Wednesday, August 30, 2006

And now...

the anticlimactic answer to the question one of you is desperately bored enough to wonder about if nothing else is pressing on you. Like the need to floss, which would be far more entertaining than...

MORONITUDE REVEALED!!!

[please hum suitably dramatic music]

This [representative image only] has been replaced by this.["]

Yes, I have pulled the trigger on my longstanding desire to replace my 1996 Civic with a newer car. Moronic because there wasn't really anything wrong with the Civic. The engine ran fine, I wasn't having any major issues with the car, and we owned it outright. It was, in fact, bought with cash, back when we had such things available to us.

But (and I may have talked about this before) I was tired of the car. It had next to no pickup, to the point where I routinely turned off the AC if I wanted to accelerate onto the highway. It should be noted that unlike some other places, onramps in the NY metro area are somewhat shorter than elsewhere. The average entrance ramp is somewhere between the length of a ruler and that of a yardstick. No pickup is thus something of an issue. And the car was ten years old, and we've had it for 7 of those ten years.

So the question came down to this. Was I prepared to live with this car, with only 94,000 miles on it, and drive it until it died? Or did I want to trade it for something I was happier with while there was still some resale value? Trade full ownership for car payments? Spend money or don't?

Obviously, the moron side of my brain won out. I didn't need to spend money, the Civic worked, all I really need is a commuter car, and I did it anyway. I'm still torn about the choice I made because I'm cheap. I didn't have a love affair with the Civic, after less than a day with it I'm happy with the Accord, so this wasn't an emotional decision about the car. But I HATE, I repeat, HATE spending money. I come from a long line of cheap SOBs. And yet I pulled the trigger anyway.

The buying itself was fairly straightforward. I've been talking with Mrs. about this for a while, so we just decided last week we'd go looking this past Sunday. So we head off to one dealer, and the guy just acts like he can't be bothered to talk to us. He hands us a shopping list of what they have, says "what do you want to see", he can't find the keys to the one we're interested in, and I said "just pull something around so we can try it." One dopey around the block test drive, and we say "we'll let you know."

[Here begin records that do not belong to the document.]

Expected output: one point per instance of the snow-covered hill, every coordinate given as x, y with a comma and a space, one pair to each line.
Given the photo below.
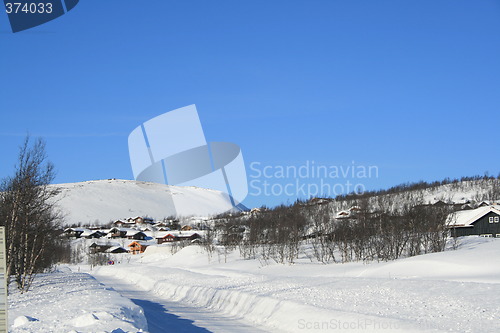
100, 201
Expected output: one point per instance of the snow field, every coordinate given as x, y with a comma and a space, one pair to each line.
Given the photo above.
449, 291
72, 302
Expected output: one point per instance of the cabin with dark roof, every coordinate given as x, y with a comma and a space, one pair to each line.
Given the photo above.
483, 221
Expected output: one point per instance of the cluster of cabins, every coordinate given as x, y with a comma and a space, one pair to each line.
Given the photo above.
140, 231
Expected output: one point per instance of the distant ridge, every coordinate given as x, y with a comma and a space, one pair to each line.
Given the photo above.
98, 202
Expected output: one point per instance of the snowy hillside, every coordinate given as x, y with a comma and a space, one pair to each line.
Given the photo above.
98, 202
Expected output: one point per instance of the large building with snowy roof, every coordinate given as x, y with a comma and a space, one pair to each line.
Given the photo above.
483, 221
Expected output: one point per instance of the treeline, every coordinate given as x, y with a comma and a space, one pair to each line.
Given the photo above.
415, 186
378, 226
30, 219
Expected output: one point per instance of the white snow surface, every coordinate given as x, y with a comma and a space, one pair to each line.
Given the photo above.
452, 291
101, 201
72, 302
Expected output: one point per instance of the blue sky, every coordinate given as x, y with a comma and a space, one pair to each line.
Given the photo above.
411, 87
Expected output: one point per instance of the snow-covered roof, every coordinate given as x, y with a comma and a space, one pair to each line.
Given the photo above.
114, 248
465, 218
176, 233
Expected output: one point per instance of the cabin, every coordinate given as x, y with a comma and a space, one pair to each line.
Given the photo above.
104, 248
73, 232
483, 221
177, 237
116, 249
343, 214
83, 233
99, 248
136, 247
89, 234
135, 234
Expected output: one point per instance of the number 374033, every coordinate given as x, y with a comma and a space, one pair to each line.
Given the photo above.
28, 8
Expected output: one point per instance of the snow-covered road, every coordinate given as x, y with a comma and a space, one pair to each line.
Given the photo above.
163, 315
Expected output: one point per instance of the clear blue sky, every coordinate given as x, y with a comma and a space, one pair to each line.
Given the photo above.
412, 87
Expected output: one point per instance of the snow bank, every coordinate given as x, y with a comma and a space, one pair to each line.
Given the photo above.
64, 301
436, 292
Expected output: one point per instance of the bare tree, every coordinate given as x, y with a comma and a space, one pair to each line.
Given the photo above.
30, 218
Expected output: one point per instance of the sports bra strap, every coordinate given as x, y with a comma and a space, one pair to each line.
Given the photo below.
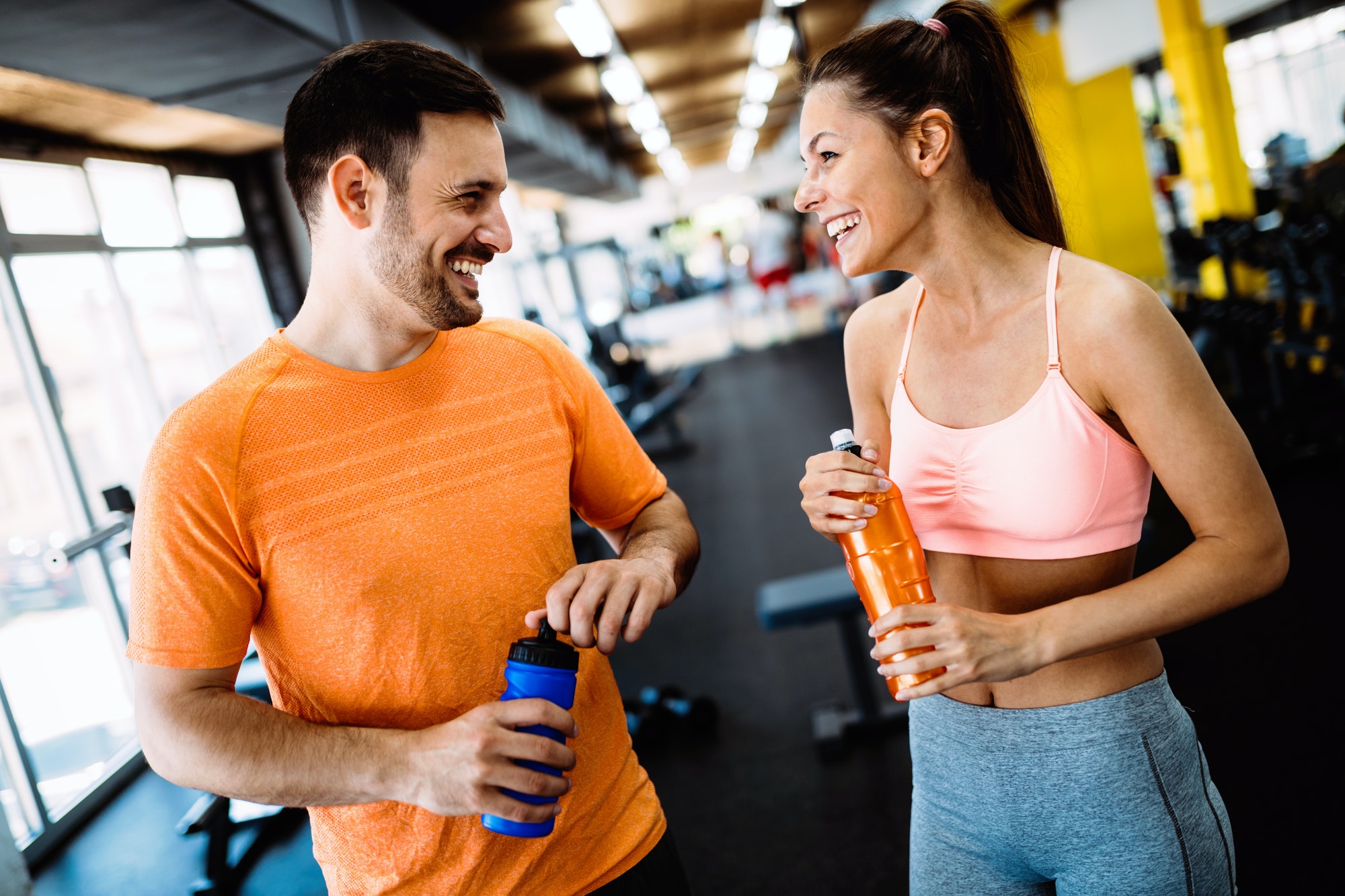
1052, 339
911, 329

On to the next, which is the same dealer we got Mrs.' car from four years ago. She suggested I try the new Civic just to see - the engine's bigger, and maybe for the same price I can have a new car, not a used one. So we get a salesperson (skinny, attractive, not very talkative or salesmanlike) and we take a spin in the new Civic. Definitely faster, nicer, digital display doohickies, but kind of uncomfortable - the headrest was poking Mrs. in a very rude way.

So we head over to the used, and I tell the guy there I want to look at an Accord. So we get in the nice blue one, and drive it around, and its not bad. We start haggling, and I get some heebie jeebies. What if that's not the right car? Mrs. says "look, there's the gray one we peeked into, take another drive & make sure." He pulls it around, we take another spin, and I'm sold on this one instead. It's cleaner inside, 12,000 fewer miles, just feels better. Back to the table, I say I'll make a deal if he'll give me the same price on the gray one, and we're done.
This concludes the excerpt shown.